Vor der Strafkammer 1 hat am Montag ein Prozess wegen Verdachts des versuchten Mordes in Tateinheit mit gefährlicher Körperverletzung begonnen. Es ist seit Jahresbeginn bereits das dritte Verfahren am Mannheimer Landgericht, bei dem eine Messerattacke im Mittelpunkt steht. Nachdem die Große Jugendkammer ab Mitte Januar einen nächtlichen Gewaltangriff samt folgenschweren Stichverletzungen am Wasserturm ausleuchtete und die gleiche Kammer sich einige Wochen danach intensiv mit blutigen Geschehnissen auf der Schlossparkwiese vor der Uni-Mensa beschäftigte (der „MM“ berichtete jeweils), geht es nun um eine Messerattacke in den Quadraten.

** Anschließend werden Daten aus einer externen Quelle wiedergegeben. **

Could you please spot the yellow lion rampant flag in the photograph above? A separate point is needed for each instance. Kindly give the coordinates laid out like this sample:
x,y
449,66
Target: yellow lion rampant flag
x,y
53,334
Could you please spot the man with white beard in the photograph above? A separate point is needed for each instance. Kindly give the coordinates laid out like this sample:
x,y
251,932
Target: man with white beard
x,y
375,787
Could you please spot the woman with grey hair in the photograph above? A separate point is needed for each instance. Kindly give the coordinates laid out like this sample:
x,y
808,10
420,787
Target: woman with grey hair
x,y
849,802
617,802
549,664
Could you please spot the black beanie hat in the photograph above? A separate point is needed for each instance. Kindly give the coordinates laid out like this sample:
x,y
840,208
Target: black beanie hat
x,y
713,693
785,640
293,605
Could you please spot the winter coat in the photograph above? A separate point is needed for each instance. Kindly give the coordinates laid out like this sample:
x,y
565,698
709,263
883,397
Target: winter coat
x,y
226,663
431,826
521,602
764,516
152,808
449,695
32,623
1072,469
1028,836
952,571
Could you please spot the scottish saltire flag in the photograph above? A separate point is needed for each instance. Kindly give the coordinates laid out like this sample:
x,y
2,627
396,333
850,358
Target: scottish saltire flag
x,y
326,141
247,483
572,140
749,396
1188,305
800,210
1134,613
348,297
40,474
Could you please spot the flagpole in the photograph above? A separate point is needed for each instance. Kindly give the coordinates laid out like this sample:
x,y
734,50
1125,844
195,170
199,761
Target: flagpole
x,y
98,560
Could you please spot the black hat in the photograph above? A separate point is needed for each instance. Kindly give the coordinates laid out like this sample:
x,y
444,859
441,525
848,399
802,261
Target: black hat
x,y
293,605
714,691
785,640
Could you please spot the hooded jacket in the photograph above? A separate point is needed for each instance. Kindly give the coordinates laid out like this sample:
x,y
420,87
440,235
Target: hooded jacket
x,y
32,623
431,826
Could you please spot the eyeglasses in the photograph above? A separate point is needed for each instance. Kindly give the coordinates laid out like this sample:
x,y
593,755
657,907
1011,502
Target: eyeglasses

Diesmal sitzt ein 23-Jähriger allein auf der Anklagebank – in den beiden einschlägigen Verfahren davor mussten sich zwei beziehungsweise fünf junge Männer verantworten. Oberstaatsanwalt Andreas Grossmann wirft Anil A. vor, beim Zustechen mit dem Messer den Tod des Kontrahenten billigend in Kauf genommen zu haben.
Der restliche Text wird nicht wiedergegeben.